Larry desapareció. Fatty procedió a despojarse sucesivamente de la chaqueta, la camisa y la camiseta. Una vez hecho esto, pudo librarse fácilmente de las mojadas y malolientes prendas que Goon le había introducido por el cuello de la camisa.

—¡Caramba, qué alivio! —exclamó Fatty, mirándolas con repugnancia—. ¿Quién debía de ser el estúpido que tuvo la ocurrencia de meter en un saco estas prendas de muñeco y arrojarlas al río con unas piedras de contrapeso? ¡No he visto insensatez más grande en mi vida!

—Voy a echarlas a la basura —decidió Daisy, recogiéndolas—. Es el sitio que les corresponde.

Y tomando los pantalones, la chaqueta, la corbata, los zapatos, los calcetines, el cinturón, la camisa y demás zarandajas, la muchacha salió a echarlo todo al cubo de la basura. Los chicos percibieron el rumor de la tapa y, a poco, Daisy reapareció en el cobertizo.

Larry presentóse también con una muda seca y limpia. En el momento que se disponía a ponérsela, Fatty dijo, meneándose:

—Me parece que aún me queda algo por ahí dentro. Noto una especie de parche frío y mojado sobre el estómago. A lo mejor es un calcetín. Aguardad un momento, a ver si lo pesco.

Y metiéndose la mano por la cintura del pantalón, exclamó:

—¡Ea! ¡Ya está! Es un calcetín encarnado.

Y arrojándolo al suelo, procedió a vestirse rápidamente con la muda seca. Bets inclinóse a recoger la pequeña prenda de lana roja. Estaba fláccida y disforme.

—No es un calcetín —declaró la pequeña—. Es un guante, un guantecito rojo.

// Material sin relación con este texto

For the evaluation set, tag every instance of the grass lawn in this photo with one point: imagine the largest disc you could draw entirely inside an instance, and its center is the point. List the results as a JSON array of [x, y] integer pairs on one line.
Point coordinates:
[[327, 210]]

Fatty volvió bruscamente la cabeza, con expresión incrédula. Bets entreteníase enderezando los dedos del guantecito.

—¡«Otro» guantecito rojo! —exclamó Fatty, jubiloso, arrebatándoselo de las manos—. ¡La pareja del que tengo en el bolsillo! ¿Dónde está? ¡Fijaos! ¡Son exactos!

Y sacándose del bolsillo del pantalón el guantecito rojo hallado en casa del señor Fellows, lo puso al lado del que el señor Goon habíale introducido en el pecho. ¡Eran exactamente iguales!

Todos los contemplaron de hito en hito. ¡Qué extraordinaria coincidencia!

—Pero…, ¿qué significa esto? —balbuceó Daisy al fin—. Encontraste ese primer guante en casa del señor Fellows.

—¡Y Goon me metió el otro por el cuello! —profirió Fatty, excitado—. ¡Nos ha facilitado la pista más fantástica que cabe imaginar! ¡Oh, mi querido, mi queridísimo Goon! ¡Casi nos ha resuelto el misterio con su ocurrencia de meterme esas prendas por el gaznate!